Typically, I put the reference file in one folder, and the reads file in another. It seems like that might be what you did as well, since I don't see any files in that screenshot that appear to be the reads.
Sorry for the late reply -- I can now calculate the pseudo length file. Now I'm having an issue with calculating the matching statistics. Each of my pseudo length files are 62 GB and I'm not able to run analyze_pml.py on my server with 225 GB of RAM.
I see, well is there a particular error that you see that makes you think that you cannot run analyze_pml.py
?
One way around this for now, is that you can take a small portion of *.pseudo_lengths
file by running something like head -n 2000 *.pseudo_lengths
which would extract the results for the first 1000 reads since each read's results consists of two lines. Then you can run analyze_pml.py
on that smaller file. It doesn't have to be 1000 reads, it is just an example.

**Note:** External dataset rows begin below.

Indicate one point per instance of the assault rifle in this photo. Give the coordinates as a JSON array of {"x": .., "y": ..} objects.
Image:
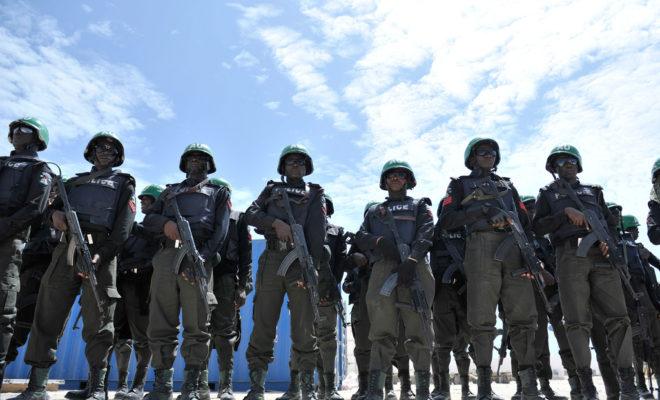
[
  {"x": 418, "y": 302},
  {"x": 301, "y": 253},
  {"x": 197, "y": 270},
  {"x": 532, "y": 265}
]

In the coming weeks, I plan on integrating in the analyze_pml.py
into the main SPUMONI code, as well as some additional code which will make those *.pseudo_lengths
files smaller.
Taking a small portion of the pseudo_lengths works! I think just the size of my data is causing my job where I run analyze_pml to get killed.
That is great, I'll close the issue then. Like I mentioned above, I hope to make some commits in the coming weeks to make the process a little more streamlined and less memory intensive for large datasets.
I ran spumoni with this command "./spumoni run -r -p -P -f "
None of the output files ended with "pseudo_lengths." Which files should I feed into analyze_pml.py?